Hace ya dos meses largos que salió publicado el Desorden de La Plata y quizás, en ese afán actual de que todo tiene que ser valorado según aparece, este texto resulte, a estas alturas, absolutamente innecesario: los que ya lo conocían no lo van a descubrir y los que buscan la novedad estarán ya en otra cosa y no van a darle una oportunidad.

Debo reconocer formar parte de estos últimos. Según salió le di dos escuchas, y excepto por “Me voy”, todo me pareció, por simplificar, monótono. Diez canciones, de las cuales conocía tres por el single previo, con estructuras similares, con un cantante que no es que me apasionase. Encima me parecía que toda esa fuerza que les había visto en directo, estaba como amortiguada. El caso es que pasé a otra cosa: mucha música por escuchar, muchos grupos y artistas por descubrir. Hay que estar a la última, ya se sabe.

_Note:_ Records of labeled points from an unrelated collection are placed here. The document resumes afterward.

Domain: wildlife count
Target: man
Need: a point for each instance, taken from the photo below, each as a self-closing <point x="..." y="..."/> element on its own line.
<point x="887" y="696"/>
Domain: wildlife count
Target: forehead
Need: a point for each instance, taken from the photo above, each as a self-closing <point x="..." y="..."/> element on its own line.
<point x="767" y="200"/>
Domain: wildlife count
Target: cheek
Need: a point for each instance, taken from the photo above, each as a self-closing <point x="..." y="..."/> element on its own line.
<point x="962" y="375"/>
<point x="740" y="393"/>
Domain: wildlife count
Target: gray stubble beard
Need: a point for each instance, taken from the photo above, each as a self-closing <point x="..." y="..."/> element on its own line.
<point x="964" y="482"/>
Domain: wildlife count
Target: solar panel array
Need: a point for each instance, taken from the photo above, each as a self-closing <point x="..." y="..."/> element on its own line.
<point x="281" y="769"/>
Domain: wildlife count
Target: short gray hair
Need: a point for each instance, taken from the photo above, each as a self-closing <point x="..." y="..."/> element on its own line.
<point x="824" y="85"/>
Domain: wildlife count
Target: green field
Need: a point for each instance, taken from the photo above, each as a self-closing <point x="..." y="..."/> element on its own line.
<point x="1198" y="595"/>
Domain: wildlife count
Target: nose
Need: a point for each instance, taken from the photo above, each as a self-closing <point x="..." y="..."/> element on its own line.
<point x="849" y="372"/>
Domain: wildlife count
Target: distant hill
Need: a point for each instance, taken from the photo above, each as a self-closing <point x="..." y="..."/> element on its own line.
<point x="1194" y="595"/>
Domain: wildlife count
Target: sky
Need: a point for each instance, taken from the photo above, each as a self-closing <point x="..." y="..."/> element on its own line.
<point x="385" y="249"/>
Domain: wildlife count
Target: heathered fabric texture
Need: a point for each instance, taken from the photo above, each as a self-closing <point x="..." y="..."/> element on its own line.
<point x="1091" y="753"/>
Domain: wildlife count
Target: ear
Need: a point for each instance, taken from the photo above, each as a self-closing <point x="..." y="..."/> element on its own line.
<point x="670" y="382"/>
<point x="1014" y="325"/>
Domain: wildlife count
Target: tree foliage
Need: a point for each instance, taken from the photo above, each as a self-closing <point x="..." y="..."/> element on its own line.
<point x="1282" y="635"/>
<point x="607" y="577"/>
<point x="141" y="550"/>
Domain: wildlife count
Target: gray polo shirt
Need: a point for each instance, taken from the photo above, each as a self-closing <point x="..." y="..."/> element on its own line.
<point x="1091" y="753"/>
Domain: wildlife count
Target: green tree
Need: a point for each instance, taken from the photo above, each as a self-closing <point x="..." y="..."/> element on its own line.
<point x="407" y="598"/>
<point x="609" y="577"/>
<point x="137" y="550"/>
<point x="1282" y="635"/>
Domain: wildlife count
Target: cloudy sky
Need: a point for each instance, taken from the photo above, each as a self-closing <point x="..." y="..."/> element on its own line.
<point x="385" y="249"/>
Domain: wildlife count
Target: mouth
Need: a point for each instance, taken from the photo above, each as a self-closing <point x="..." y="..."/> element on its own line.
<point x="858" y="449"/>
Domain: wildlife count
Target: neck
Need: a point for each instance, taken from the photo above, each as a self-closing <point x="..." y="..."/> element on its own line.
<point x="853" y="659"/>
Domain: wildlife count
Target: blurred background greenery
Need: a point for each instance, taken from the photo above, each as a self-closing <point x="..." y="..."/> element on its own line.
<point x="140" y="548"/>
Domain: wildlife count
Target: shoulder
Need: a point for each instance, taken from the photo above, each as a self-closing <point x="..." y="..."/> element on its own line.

Pero estaba “Me voy”. La única que bajaba un poco el pistón dentro de la uniformidad, la “diferente” a la que volvía una y otra vez, cada vez con más frecuencia. La de “no paro de pensar que ya no me divierte beber ni fumar”, esa que para mí era, con sus guitarras y ese teclado planeador, la foto finish de mi momento vital. Sí, esto me ha quedado muy intenso, pero la intensidad nunca está de más, que dirían algunas. Y más cuando uno es de esos que no tienden a emocionarse en exceso, o por lo menos a exteriorizarlo.

¿Y entonces? Quiero decir, estando el panorama actual a nivel musical orientado a las canciones y singles, a aparecer en cuantas más playlists sea posible ¿cómo vuelve uno a valorar de nuevo un disco que había catalogado, como ya he dicho antes, con dos escuchas? Pues, tirando del hilo, parándose a escuchar, a reposar lo escuchado y viendo que el trabajo a nivel global de La Plata va más allá: es un LP en tiempos de singles virales de usar y tirar. Un todo que se muestra como mucho más que la suma de sus diez temas.

Y es con la sedimentación de las escuchas, cuando uno se da cuenta que hay elementos que se repiten tanto a nivel musical como lírico. Y que Desorden es como esa iglesia donde uno entra en un día de sol cegador y, una vez la vista se acostumbra, comienza a ver los matices, creando un lienzo donde la monocromía inicial va tornándose grados de un mismo color y los detalles van mostrándose. Que toda esa urgencia en el ritmo del 90% del disco se ve acompañada por una desesperación en lo lírico, un no comprender lo que nos rodea, en un contexto donde lo que prevalece es el “tú y yo” en un mundo que no nos entiende y al que no entendemos. Que eso que tanto nos gustaba de las letras de Morrissey para The Smiths, esas que nos parecía que hablaban directamente de nosotros , treinta años después sigue ahí.